On January 10, 2018, the U.S. District Court for the Eastern District of Virginia denied Plaintiff Tiffanie Branch’s renewed motion for class certification in Branch v. Government Employees Insurance Company, No. 3:16-cv-1010, 2018 WL 358504 (E.D. Va. Jan. 10, 2018). In particular, the Court found that the facts underlying her allegations were too individualized and specific to merit class certification. Because of this deficiency, Branch failed to meet, among other criteria, the predominance criterion required by Rule 23(b)(3) of the Federal Rules of Civil Procedure. This post examines the interaction between predominance and Article III standing.
In August 2016, Branch accepted a job offer with Defendant GEICO, contingent upon the results of a background check. The background report included a felony conviction that Branch had not disclosed on her application. GEICO preliminarily graded Branch’s report as “Fail” because of the conviction and then contacted Branch by phone. During the call, Branch explained that the conviction was a misdemeanor, not a felony. While Branch averred that GEICO had rescinded the job offer over the phone, GEICO maintained that it had advised her that she would receive a pre-adverse action letter with a copy of the background check and a summary of her rights, including instructions on how to dispute the background report. GEICO sent Branch the letter the next day, and later sent an adverse action letter, indicating that GEICO would not hire her.
On December 30, 2016, Branch filed a putative class action, alleging that GEICO’s hiring process violated section 1681(b)(3)(A) of the Fair Credit Reporting Act (“FCRA”). That section mandates that, prior to taking an adverse action upon a consumer report for employment purposes (such as a background check), the prospective employer must provide a copy of the consumer report and a disclosure of consumer rights. Branch alleged that GEICO’s act of grading applicants “Fail” was an final decision rather than a preliminary one and that thus the adverse action occurred before GEICO provided any notice to the applicant. Branch sought to certify a class of similarly situated individuals who sought employment from GEICO and had their background reports graded “Fail” before GEICO sent the individuals a copy of their reports and a summary of their rights.
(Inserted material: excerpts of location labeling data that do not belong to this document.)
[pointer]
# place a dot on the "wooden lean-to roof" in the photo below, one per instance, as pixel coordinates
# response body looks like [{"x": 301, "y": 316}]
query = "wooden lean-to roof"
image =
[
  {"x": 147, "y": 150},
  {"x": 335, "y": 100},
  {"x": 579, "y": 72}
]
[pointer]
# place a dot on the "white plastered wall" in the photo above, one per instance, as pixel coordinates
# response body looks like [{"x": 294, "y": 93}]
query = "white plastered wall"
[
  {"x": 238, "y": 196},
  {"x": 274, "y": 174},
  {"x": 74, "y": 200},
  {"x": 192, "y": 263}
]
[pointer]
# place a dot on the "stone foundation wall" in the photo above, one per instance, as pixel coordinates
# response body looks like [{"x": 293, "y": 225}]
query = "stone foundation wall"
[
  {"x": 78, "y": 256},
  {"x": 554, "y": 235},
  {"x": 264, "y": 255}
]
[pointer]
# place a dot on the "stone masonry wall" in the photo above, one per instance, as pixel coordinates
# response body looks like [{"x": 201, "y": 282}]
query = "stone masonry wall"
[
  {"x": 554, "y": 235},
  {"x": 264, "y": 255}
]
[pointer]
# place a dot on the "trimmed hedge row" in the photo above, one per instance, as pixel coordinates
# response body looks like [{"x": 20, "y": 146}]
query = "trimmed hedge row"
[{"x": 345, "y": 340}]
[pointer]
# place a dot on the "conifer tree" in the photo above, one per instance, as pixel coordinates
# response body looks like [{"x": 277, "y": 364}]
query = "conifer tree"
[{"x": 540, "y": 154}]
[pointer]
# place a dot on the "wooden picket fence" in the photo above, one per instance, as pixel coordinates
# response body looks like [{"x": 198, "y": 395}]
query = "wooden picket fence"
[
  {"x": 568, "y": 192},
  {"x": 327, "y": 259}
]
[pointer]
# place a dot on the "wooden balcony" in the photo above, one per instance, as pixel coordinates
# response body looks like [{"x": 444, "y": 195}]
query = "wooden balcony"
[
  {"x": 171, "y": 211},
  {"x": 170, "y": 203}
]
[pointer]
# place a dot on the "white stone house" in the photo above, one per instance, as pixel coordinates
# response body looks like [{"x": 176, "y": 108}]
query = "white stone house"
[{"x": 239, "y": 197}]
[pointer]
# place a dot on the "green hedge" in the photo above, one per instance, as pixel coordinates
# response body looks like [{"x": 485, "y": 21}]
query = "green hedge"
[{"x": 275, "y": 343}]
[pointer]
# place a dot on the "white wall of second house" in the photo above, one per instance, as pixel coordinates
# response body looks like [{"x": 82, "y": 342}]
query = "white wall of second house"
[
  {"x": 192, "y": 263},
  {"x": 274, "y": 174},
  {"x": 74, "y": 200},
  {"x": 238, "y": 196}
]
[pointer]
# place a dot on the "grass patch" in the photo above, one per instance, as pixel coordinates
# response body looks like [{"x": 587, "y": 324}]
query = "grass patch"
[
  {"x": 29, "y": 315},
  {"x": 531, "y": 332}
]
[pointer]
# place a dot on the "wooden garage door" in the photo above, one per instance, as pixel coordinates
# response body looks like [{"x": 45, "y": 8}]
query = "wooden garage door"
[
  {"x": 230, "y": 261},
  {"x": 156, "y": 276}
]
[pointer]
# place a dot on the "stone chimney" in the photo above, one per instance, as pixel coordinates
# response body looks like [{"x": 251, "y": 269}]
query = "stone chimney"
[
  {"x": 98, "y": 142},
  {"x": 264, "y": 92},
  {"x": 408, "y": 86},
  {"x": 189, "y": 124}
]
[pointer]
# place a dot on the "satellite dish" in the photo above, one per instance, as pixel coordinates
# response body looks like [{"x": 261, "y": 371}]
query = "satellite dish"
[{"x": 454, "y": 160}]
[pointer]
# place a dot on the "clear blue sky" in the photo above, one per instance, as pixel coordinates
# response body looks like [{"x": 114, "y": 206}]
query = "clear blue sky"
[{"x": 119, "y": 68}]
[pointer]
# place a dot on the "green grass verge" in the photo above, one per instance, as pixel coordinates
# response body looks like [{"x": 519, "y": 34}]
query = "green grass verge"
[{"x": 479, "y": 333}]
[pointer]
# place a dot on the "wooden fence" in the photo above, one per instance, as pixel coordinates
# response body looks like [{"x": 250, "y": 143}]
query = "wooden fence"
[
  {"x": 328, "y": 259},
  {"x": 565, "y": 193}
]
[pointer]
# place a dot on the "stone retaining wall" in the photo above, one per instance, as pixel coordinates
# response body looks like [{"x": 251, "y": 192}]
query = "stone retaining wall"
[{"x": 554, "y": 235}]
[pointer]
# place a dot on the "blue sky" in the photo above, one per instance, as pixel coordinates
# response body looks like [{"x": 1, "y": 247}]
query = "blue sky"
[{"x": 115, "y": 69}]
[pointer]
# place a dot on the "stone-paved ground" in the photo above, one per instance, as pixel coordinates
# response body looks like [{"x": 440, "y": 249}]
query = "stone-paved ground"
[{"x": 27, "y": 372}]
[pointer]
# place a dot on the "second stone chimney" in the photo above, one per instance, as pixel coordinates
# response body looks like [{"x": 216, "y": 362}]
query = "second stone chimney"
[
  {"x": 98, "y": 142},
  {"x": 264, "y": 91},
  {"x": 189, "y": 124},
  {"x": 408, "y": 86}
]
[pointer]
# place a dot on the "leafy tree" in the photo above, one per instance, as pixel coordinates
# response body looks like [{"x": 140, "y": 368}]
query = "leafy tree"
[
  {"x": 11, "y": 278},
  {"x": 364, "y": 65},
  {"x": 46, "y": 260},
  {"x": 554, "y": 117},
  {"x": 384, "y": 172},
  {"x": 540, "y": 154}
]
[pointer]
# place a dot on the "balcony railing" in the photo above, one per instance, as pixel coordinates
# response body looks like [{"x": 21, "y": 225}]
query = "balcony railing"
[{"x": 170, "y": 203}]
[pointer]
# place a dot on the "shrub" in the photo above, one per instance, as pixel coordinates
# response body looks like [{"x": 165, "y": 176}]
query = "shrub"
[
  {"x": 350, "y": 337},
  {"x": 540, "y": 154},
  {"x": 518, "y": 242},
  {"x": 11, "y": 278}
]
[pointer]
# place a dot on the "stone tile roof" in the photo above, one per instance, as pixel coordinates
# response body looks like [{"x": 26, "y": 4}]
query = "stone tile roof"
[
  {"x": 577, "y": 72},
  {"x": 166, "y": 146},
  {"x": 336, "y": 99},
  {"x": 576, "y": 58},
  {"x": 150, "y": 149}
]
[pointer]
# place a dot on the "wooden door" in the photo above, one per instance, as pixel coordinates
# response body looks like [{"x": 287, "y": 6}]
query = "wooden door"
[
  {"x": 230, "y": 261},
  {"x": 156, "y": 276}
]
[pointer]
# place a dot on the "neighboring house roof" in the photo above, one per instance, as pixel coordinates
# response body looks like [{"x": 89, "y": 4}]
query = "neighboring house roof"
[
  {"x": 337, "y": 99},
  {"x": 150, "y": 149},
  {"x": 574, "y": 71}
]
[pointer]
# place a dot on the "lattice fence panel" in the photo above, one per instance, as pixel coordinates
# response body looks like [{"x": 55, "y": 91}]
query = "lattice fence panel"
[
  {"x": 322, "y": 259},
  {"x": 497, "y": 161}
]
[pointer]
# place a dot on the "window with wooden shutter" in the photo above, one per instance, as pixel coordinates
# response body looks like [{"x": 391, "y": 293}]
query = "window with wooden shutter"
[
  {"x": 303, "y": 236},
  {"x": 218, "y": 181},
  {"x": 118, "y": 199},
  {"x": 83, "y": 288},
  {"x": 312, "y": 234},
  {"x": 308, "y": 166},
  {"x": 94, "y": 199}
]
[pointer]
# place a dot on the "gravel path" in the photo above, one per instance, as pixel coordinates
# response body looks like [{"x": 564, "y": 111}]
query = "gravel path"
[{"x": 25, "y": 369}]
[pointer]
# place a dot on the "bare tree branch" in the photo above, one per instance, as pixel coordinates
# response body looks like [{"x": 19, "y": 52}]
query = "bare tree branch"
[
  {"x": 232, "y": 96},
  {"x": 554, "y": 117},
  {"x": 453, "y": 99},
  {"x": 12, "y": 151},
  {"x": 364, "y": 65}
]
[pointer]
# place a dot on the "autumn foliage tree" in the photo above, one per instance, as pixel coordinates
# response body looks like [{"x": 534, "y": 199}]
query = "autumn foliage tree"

In response, GEICO argued that its grading process was not final. GEICO defended that its policy and practice was to grade a background report, provide the applicant a pre-adverse action notice and an opportunity to dispute the report if it was graded “Fail,” and then take final action only after the cure period had expired. GEICO noted that about 25% of applicants graded “Fail” had their grades changed after disputing their background reports. GEICO argued that Branch could not show that common issues would predominate at trial because her claim turned on her individualized allegation that GEICO rescinded her job offer over the phone.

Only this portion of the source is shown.